モーシェ・フェルデンクライス Moshe Pinchas Feldenkrais (May 6, 1904 ~ July 1, 1984)
フェルデンクライス・メソッドの創始者。東欧地域で生まれ、後にイスラエルに移住。
パリのソルボンヌ大学にて物理学の博士号を取得。ジョリオ・キューリーの研究所に所属しました。その頃、ヨーロッパに柔道を広めに来ていた嘉納治五郎と出会い、黒帯を取得。フランス柔道連盟の設立者の一人となります。第二次世界大戦中はイギリス海軍で働き、1946年まで、スコットランドで対潜水艦の兵器研究の科学担当者としてソナーの改良についていくつかの特許を取る業績を上げました。同時に同僚の軍人に護身術を教えていました。
しかし、潜水艦の滑りやすい甲板で、若いころサッカーで痛めた膝の古傷を再び悪化させます。
医師には再び運動ができるようになるのは難しいと言われ、手術を勧められますが、彼は手術を拒否して、自ら治す試みをしようと決意します。

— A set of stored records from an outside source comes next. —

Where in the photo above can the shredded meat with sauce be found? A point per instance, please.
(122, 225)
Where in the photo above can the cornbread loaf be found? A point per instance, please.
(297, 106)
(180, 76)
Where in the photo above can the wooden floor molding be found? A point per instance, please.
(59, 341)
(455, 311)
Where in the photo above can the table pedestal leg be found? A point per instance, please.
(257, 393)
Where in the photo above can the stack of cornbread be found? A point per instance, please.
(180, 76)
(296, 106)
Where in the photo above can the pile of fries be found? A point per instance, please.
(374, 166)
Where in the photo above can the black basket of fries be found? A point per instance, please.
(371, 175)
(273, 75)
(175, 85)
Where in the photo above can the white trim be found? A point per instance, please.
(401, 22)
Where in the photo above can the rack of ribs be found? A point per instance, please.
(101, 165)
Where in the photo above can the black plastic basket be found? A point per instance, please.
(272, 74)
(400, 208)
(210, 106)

彼はある特定の動きが彼の状態を悪化させたことは分かっていましたが、まだ断片的に理解していただけでした。しかし、気づきの無い動きが再び怪我をさせる要因になっているのに違いないし、十分に気づきを発展させたなら、それを修正することができるに違いないと思いました。
そこで彼はベッドに横たわり、小さな動きを実験しました。そして小さな動きで体のすべてパーツの間の無意識的な微細なつながりを感じることができるようにしました。
そして生物学と神経科学を研究して、物理学で学んだこと、柔道から学んだことを補いました。このようにして、フェルデンクライスは自分の動きの癖を再教育し、効率的に楽に歩くことを学習しました。彼はそのプロセスで、学習のプロセス自体を理解しました。それが後にメソッドとして発展していくものとなります。
その後、彼は自分の発見したことを他の人とシェアし始めます。それは、講義、実験的なクラス、一対一のワークを通して行われました。
海軍事務所を退職し、ロンドンで民間で働きます。そして自分でリハビリしたことで、柔道の練習が出来るようになりました。国際柔道委員会の地位から、科学的に柔道を研究し始めます。そこでは彼が自分でリハビリを行ってきたことを通して得た知識が生かされました。
1949年 フェルデンクライス・メソッドに関する最初の著作「体と成熟した行動:不安、セックス、重力、学習に関する研究」Body and Mature Behavior: A Study of Anxiety, Sex, Gravitation and Learning.が出版されます。
この時期に、 G.I.グルジェフ、F. M.アレクサンダー、エルザ・ギンドラー、ウィリアム・ベイツなどのワークについて研究します。そしてスイスに渡りハインリッヒ・ヤコビーと研究をします。
1951~1953年 フェルデンクライスはイスラエル軍のエレクトロニクス関連を指導するためにイスラエルに帰国します。
1954年頃、テルアビブに定住し、初めてフェルデンクライス・メソッドを教えることだけで生計を立てました。ロンドンで書き始めていた「The Potent Self」を断続的に執筆するようになります。
1955年頃、アレクサンダー・ヤナイ通りのスタジオでアウェアネス・スルー・ムーブメントのクラスを常時開くようになります。ファンクショナル・ムーブメントのレッスンは母と兄弟の住むアパートで行いました。
1957年始めに イスラエル首相のデビッド・ベン・グリオンにレッスンを行い始めます。ベングリオンが頭で逆立ちする写真が有名になりました。
1960年代から1970年代、そして1980年代に入るまで、フェルデンクライスメソッドをヨーロッパ、北米に紹介します。
(1972年にはエサレン研究所でヒューマン・ポテンシャルのトレーニングでアウェアネス・スルー・ムーブメントを行います。)
自分の代わりになるティーチャーを養成することを始めます。
1969~1971年テルアビブで最初の13人のティーチャーのグループをトレーニングします。
1975~1978年、サンフランシスコで65人のティーチャーを養成します。
1980年 マサチューセッツ州のアマーストで235人の生徒がティーチャートレーニングコースを始めます。しかし、1981年、彼は病気のためそれを最後まで続けることが出来きなくなりました。
3年に渡って何度も起こった卒中から自分でリハビリを行い、それは彼が故郷のテルアビブで亡くなるまで続けられました。
今日では、フェルデンクライスのプラクティショナーは2000名以上となり、世界中で教えています。